И вот, запись от 15 августа 1978 года. За два дня до даты смерти Лиды в документах ЗАГСа.
«15 августа. Завтра едем на озеро. Лида настаивает. «Последний выезд перед холодами», — говорит. Я не хочу. Мне страшно. Не знаю почему. Просто камень на душе. Антон сегодня был странный, молчаливый. А Лида — наоборот, как на иголках, слишком весёлая. Они что-то не поделили? Я спросила — отмахнулись. Может, мне просто не сюда. Я лишняя на этом пиру. Но Лида не отпустит. Она никогда не отпускает.»
Последняя запись перед роковым днём оборвалась на полуслове.
А потом… пустота. Несколько чистых страниц. И следующая запись — уже другим, сломанным, почти нечитаемым почерком. Без даты.
«…не знаю, как писать. Не знаю, зачем. Всё кончено. Она ушла в ту тёмную воду, и я стояла как истукан. Кричала? Кажется, кричала. Но ветер был такой сильный, он срывал звук с губ. Антон бросился за ней, но… было поздно. Где-то поздно. Он вытащил её, но она была уже… не она. Белая, холодная. А я всё стояла. И думала: вот теперь он свободен. И тут же захлебнулась vomit, прямо на месте. От своей же мысли. Я не хотела этого. Я не хотела. Боже, я не хотела.»

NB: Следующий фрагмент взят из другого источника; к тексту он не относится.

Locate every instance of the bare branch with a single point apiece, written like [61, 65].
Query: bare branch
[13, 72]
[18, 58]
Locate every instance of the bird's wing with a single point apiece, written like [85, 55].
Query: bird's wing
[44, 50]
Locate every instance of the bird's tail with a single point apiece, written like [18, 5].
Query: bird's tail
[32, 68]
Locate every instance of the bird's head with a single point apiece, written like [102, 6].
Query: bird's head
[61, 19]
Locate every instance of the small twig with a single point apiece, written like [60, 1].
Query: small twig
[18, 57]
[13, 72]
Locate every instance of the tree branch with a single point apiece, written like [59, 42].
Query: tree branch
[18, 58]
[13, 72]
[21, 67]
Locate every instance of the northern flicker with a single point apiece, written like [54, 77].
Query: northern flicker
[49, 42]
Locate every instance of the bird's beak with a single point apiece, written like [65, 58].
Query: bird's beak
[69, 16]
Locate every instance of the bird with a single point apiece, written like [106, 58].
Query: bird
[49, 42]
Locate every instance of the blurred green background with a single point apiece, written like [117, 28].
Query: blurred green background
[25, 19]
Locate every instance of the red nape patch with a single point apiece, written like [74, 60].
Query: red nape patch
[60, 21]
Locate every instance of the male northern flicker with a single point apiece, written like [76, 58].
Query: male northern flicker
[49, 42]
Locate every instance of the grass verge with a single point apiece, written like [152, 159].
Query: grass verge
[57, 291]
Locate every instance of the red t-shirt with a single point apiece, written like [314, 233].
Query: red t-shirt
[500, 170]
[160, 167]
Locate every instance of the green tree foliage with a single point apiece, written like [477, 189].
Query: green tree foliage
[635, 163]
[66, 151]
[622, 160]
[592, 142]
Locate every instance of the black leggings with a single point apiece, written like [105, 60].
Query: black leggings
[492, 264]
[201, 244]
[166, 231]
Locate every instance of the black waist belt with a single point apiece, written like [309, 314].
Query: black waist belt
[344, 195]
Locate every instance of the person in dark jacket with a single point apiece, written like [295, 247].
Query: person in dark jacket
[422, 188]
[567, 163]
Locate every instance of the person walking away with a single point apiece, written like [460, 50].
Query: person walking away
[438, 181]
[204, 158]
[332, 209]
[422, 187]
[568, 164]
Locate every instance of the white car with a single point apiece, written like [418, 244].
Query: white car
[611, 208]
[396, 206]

Слёзы капали на страницы, размывая выцветшие чернила. Я вытирала их рукавом, но они текли снова. Это была не версия. Это была исповедь.
«Он не смотрит на меня. Не может. Я для него — часть того кошмара. Мы не говорим. Мы просто существуем в одном городе, в одной боли. Его боль — потеря. Моя боль — и потеря, и вина. Мы как два прокажённых.»
И наконец, запись, датированная 10 мая 1979 года. За несколько месяцев до их свадьбы.
«Антон пришёл сегодня. Просто сел на кухне и сказал: «Я не могу больше жить в том доме. Одному». Я молчала. Потом сказала: «Я тоже». Это была правда. Мы оба не могли. Он — потому что там всё напоминало о ней. Я — потому что там всё напоминало о моём преступлении. Не действии, а бездействии. Мы заключили странный договор. Не о любви. О выживании. Мы будем пытаться построить что-то новое не потому, что хотим друг друга, а потому что мы оба потеряли её. И только вместе, возможно, сможем когда-нибудь снова дышать, не задыхаясь от этого горя. Это страшная основа для брака. Но другой у нас нет.»
Я закрыла тетрадь. Рыдала уже не сдерживаясь, громко, по-детски. Всё, что я думала о матери, всё, во что меня заставила поверить Тамара, — рассыпалось в прах.
Мама не была святой. Она была слабым, запутавшимся, ужасно одиноким человеком, раздавленным грузом неразделённой любви и смертельной вины. Она не «ждала своего шанса». Она получила его как страшное, неизгладимое проклятие. И вышла за отца не чтобы занять место Лиды, а чтобы разделить с ним ношу общей потери и искупить свою вину — быть рядом, заботиться, отдать ему всю свою жизнь как расплату.
И отец… Он женился на ней не по любви. А потому что она была единственным человеком, который понимал глубину его горя. Потому что она была живой связью с Лидой — и одновременно вечным напоминанием о том дне.
Их брак был не ложью. Он был трагедией, растянутой на всю жизнь. Тихим, взаимным служением в храме общей памяти и вины.
Я сидела в опустевшей тишине кухни, прижимая к груди зелёную тетрадь. Горечь во рту сменилась другим вкусом — вкусом бесконечной, щемящей жалости. К ним обоим. И к той яркой, весёлой Лиде, которая стала призраком, навсегда связавшим двух живых людей узами, крепче любви. Узами общей вины и общей потери.
И я наконец поняла подпись на фотографии. «Наше счастье». Это было не счастье матери и Лиды. И не счастье нашей семьи. Это было счастье, которое навсегда осталось в том времени, в 1978 году, на пороге нового дома. Счастье, которое они все трое ненадолго поймали и которое навсегда утратили в тёмной воде озера. А потом всю жизнь несли эту утрату, как свой крест.
Я была их дочерью. Плодом этого союза, рождённого не страстью, а отчаянием и потребностью в спасении. И впервые в жизни я не чувствовала себя обманутой. Я чувствовала невероятную, давящую тяжесть их правды. И ответственность за неё.